One of the founders, Gustavo Duch, talked about this project, but also taught us about gender visibility in rural areas through a presentation followed by a nice interactive workshop, where our own assumptions where critically examined.
Horizontally organised food cooperative in Catalonia, completely run by women. They have a physical store in Manresa, an online and telephone order store and provide food baskets to over 40 members. They also provide food to some school caterers. For waste food they have a list of families who they can notify when there is food to collect that would otherwise go to waste. On top of this, they recently started organising workshops at schools, a yearly tomato harvest festival and more. Check out their website here.We got very inspired by Alba Rojas, one of the members of the coop that came to the GENERA training and explained to us in detail how they operate and all the ethics and philosophy behind the project.

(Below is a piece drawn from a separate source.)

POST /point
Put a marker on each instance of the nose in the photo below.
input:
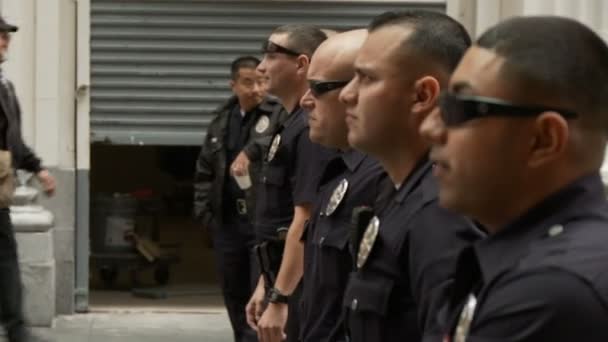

Website whereby the journey from seed to consumer is traced for three types of agriculture: Agro-ecological, Certified organic, Chemically intensive and Genetically modified. It was created by three women, one of who worked with ASEED in the past, which was a nice coincidence. The website was made with the goal of informing people through simple visualizations on how our various agricultural systems are organised. Check it out here. One of the team members of seedlinks, Rosa Binimelis, an Environmental Scientist & Ecological Economist, came to talk about her own work as an activist and academic at the VIC University, and how these two positions both can strengthen eachother but also how difficult sometimes activism and academia go together.